Dugongs: As a result of living in the shallow inter-reefal waters, dugongs  are incredibly easy prey for Hunters and fishermen who can make a great deal of profit harvesting teeth, meat and oil.

They are also at risk of extinction thanks to pollution, a result of sea dumping in their habitats.

What is the Most Common Coral in the Great Barrier Reef?

When categorising coral, you can split them into two groups: soft and hard. There are more than 600 species of coral believed to be found in the Marine Park at the Great Barrier Reef, each being distinctive and different to its neighbour.

Perhaps most prolific in the Great Barrier Reef is hard coral, with some of its oldest reef formations existing for millions of years.

Of the hard corals the most prevalently found in the GBR are the Staghorn species, distinctive for forming their tough limestone casings which are important for the expansion of the Reef if and offer habitats for many creatures.

What is the Most Dangerous Animal in the Great Barrier Reef?
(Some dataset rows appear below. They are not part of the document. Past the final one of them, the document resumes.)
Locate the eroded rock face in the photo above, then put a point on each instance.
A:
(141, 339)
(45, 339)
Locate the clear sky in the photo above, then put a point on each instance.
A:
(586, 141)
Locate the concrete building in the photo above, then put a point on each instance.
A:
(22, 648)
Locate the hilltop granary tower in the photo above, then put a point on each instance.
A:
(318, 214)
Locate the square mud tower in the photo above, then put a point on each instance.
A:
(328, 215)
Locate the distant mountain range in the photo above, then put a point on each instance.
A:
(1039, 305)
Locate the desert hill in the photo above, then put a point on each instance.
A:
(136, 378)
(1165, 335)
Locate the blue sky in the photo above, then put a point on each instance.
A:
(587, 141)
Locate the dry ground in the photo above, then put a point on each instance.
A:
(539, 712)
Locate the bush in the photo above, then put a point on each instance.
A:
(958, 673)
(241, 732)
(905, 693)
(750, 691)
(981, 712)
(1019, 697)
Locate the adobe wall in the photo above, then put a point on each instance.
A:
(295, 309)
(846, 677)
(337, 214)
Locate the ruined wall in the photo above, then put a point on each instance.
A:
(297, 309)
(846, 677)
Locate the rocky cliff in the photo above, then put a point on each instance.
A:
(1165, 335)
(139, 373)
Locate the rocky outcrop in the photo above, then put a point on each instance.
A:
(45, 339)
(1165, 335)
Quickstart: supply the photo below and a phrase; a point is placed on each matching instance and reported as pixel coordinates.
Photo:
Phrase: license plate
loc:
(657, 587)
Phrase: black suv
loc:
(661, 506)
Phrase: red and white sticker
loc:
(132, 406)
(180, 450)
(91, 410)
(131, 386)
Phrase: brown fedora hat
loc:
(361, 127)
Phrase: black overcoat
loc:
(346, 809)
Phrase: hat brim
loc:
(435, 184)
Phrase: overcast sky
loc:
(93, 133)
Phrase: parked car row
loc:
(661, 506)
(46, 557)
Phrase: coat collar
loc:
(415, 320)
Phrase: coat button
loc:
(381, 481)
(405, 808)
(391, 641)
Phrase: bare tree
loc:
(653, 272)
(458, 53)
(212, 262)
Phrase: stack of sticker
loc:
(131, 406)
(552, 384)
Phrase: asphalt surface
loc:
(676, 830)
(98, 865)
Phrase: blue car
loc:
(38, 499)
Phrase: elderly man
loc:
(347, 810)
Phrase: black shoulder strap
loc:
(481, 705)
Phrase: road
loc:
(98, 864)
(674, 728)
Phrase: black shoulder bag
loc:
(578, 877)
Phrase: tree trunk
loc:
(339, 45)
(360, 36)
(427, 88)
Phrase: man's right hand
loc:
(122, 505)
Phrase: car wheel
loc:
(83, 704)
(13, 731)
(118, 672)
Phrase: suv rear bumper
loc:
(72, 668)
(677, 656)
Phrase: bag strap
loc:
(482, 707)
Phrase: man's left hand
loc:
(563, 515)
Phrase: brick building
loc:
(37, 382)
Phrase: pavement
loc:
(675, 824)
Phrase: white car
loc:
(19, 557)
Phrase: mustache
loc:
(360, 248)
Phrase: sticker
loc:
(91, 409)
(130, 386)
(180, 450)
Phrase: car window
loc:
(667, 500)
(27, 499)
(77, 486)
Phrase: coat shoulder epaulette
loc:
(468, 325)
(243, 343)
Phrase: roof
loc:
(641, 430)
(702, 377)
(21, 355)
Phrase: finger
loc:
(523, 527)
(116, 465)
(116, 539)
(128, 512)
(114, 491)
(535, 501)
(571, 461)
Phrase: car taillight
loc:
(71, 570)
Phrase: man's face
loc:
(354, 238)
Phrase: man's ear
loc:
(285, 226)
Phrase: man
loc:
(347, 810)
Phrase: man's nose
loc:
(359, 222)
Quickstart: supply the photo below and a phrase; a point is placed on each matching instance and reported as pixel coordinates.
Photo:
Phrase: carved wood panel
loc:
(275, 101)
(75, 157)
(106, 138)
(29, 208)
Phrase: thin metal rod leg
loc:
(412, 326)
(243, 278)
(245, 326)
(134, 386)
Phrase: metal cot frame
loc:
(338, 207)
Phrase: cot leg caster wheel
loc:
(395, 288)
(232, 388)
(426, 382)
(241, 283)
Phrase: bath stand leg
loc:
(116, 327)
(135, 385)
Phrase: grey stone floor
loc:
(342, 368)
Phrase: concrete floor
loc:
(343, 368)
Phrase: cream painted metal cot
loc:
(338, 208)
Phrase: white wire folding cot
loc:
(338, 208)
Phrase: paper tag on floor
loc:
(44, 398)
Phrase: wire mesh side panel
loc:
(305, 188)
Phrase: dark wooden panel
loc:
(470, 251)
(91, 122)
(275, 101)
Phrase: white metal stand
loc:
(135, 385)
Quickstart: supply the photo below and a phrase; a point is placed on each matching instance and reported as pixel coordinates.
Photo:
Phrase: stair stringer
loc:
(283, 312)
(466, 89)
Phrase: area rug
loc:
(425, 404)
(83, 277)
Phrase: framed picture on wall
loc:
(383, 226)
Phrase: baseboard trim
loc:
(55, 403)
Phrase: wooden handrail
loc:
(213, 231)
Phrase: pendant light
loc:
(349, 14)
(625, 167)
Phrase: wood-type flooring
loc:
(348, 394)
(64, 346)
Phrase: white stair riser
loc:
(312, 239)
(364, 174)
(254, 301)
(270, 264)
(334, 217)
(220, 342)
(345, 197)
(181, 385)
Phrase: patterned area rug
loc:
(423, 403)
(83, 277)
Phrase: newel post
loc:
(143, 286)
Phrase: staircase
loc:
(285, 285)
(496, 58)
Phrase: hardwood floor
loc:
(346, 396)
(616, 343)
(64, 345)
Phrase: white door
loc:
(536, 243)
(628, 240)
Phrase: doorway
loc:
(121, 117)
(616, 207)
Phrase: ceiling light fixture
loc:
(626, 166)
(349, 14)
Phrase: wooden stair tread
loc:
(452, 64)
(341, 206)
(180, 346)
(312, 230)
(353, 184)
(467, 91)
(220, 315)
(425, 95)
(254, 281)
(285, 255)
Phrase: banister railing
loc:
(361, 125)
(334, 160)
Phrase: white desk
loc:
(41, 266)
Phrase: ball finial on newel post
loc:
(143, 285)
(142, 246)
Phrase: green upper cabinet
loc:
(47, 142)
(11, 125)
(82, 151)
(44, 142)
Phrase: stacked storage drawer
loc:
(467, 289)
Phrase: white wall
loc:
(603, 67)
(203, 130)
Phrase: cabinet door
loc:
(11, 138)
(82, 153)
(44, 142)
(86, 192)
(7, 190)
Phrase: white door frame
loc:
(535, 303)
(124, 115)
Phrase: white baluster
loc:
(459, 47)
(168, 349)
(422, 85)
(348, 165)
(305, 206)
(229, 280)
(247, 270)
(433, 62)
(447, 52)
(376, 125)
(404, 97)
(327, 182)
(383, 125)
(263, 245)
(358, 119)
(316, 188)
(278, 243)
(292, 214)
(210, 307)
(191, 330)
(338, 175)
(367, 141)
Depends on who you ask! There are several hundred creatures in the Great Barrier Reef and quite a few of them have the potential to be deadly.

If you’re heading out on a tour of the Reef it’s likely that the crew on your tour boat will provide you with a great deal of information regarding the potential dangers that await you.

Two of these will probably be the box and Irukandji jellyfish respectively, which both reside quite happily in many parts of the reef.

Their stings are known to be fatal to humans, but your survival rate depends on how healthy you are when stung and how fast emergency services are able to respond.

You may also be made aware of the blue-ringed octopus and cone snails, both of which are adorable but have the potential to pack a nasty punch with venomous stings: do not interact with either of them in any circumstances.